4. En premier lieu, aux termes de l'article L. 211-2 du code des relations entre le public et l'administration : " Les personnes physiques ou morales ont le droit d'être informées sans délai des motifs des décisions administratives individuelles défavorables qui les concernent. A cet effet, doivent être motivées les décisions qui : (...) 6° Refusent un avantage dont l'attribution constitue un droit pour les personnes qui remplissent les conditions légales pour l'obtenir ; (...) ". Aux termes de l'article L. 211-5 du même code : " La motivation exigée par le présent chapitre doit être écrite et comporter l'énoncé des considérations de droit et de fait qui constituent le fondement de la décision. ". La décision refusant de reconnaître l'imputabilité au service d'un accident déclaré par un agent doit être regardée comme " refusant un avantage dont l'attribution constitue un droit pour les personnes qui remplissent les conditions légales pour l'obtenir ", au sens du 6° de l'article L. 211-2 du code des relations entre le public et l'administration, et est ainsi au nombre de celles qui, en application de cet article, doivent être motivées.

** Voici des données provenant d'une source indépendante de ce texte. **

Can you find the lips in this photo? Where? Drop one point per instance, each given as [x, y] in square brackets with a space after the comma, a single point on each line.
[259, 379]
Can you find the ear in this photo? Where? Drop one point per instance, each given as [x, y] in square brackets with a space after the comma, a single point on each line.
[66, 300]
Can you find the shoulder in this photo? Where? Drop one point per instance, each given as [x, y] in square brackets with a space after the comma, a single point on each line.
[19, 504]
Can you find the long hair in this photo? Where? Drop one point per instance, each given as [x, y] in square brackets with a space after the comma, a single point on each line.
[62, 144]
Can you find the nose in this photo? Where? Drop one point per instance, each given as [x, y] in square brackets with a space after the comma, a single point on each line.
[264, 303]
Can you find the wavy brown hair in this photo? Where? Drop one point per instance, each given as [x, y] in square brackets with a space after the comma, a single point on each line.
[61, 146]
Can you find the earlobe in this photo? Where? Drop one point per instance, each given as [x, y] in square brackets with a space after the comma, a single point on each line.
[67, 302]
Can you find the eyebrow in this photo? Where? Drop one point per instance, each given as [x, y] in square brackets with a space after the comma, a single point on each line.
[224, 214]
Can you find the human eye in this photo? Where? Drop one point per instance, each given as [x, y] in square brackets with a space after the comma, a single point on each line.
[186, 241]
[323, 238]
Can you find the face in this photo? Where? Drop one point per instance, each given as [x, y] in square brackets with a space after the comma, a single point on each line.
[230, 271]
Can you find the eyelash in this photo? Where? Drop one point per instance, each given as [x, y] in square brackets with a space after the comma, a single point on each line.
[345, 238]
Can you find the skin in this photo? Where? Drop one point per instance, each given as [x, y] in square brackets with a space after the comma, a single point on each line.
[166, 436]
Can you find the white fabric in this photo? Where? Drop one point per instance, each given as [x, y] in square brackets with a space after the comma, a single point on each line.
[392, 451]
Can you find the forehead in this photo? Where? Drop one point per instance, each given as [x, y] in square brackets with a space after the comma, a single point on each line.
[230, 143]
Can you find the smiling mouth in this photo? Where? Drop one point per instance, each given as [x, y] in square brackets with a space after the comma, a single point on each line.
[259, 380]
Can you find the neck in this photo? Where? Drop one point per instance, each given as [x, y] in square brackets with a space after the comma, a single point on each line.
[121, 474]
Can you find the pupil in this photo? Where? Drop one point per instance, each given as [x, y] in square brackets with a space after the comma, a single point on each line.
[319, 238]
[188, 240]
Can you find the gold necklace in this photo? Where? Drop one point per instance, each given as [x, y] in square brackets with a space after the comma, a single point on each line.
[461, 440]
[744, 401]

5. En l'espèce, l'arrêté contesté vise les dispositions applicables notamment les lois des 13 juillet 1983 et 26 janvier 1984 et mentionne les différentes étapes de la procédure, l'avis émis par la commission de réforme le 15 juin 2018 et précise les motifs à raison desquels le maire de Charleville-Mézières a décidé, contrairement à l'avis précité, de ne pas reconnaître l'imputabilité au service de l'accident déclaré par M. B.... Par suite, le moyen tiré de son insuffisante motivation doit être écarté comme manquant en fait.

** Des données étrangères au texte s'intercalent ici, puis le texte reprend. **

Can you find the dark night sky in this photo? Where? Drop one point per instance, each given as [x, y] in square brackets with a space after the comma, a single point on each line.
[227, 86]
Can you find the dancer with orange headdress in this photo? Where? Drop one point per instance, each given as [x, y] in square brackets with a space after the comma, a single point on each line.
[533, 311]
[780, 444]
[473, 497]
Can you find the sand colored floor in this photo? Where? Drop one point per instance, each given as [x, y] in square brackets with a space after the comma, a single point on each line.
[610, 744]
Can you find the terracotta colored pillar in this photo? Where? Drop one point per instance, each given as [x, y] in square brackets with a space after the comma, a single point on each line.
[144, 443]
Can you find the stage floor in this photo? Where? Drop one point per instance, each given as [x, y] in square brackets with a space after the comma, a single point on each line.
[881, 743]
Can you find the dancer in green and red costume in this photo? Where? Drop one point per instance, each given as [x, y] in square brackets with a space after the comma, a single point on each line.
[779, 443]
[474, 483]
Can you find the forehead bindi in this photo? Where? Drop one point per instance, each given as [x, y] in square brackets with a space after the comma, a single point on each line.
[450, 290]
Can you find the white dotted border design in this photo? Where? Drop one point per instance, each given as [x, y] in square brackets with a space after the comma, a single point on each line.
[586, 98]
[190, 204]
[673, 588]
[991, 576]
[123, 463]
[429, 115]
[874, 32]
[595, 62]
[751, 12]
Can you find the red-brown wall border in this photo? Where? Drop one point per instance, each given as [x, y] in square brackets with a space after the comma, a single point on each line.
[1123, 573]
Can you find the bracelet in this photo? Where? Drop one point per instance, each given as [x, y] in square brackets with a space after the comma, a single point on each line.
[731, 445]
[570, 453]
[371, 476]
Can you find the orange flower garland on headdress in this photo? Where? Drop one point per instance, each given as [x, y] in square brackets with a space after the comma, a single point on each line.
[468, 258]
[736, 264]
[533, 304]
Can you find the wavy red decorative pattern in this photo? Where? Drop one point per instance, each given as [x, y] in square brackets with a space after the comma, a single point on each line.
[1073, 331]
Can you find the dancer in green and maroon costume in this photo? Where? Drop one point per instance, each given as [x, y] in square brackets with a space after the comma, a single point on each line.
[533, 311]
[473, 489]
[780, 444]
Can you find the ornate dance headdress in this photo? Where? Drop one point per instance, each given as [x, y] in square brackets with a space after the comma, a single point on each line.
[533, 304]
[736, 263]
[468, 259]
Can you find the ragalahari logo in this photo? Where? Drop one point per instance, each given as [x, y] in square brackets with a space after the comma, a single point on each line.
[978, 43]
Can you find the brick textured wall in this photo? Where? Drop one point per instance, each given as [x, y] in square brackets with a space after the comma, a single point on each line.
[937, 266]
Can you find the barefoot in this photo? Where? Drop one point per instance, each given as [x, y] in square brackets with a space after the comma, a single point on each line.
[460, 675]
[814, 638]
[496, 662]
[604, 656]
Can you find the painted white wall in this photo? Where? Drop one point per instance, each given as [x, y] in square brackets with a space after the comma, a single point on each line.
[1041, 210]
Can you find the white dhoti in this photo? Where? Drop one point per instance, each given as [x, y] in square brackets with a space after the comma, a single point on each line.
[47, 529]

6. En deuxième lieu, aux termes de l'article 57 de la loi du 26 janvier 1984 portant dispositions statutaires relatives à la fonction publique territoriale : " Le fonctionnaire en activité a droit : (...) 2° A des congés de maladie dont la durée totale peut atteindre un an pendant une période de douze mois consécutifs en cas de maladie dûment constatée mettant l'intéressé dans l'impossibilité d'exercer ses fonctions. Celui-ci conserve alors l'intégralité de son traitement pendant une durée de trois mois ; ce traitement est réduit de moitié pendant les neuf mois suivants. (...) Toutefois, si la maladie provient (...) d'un accident survenu dans l'exercice ou à l'occasion de l'exercice de ses fonctions, le fonctionnaire conserve l'intégralité de son traitement jusqu'à ce qu'il soit en état de reprendre son service ou jusqu'à la mise à la retraite. (...) Dans le cas visé à l'alinéa précédent, l'imputation au service de l'accident (...) est appréciée par la commission de réforme instituée par le régime des pensions des agents des collectivités locales. ".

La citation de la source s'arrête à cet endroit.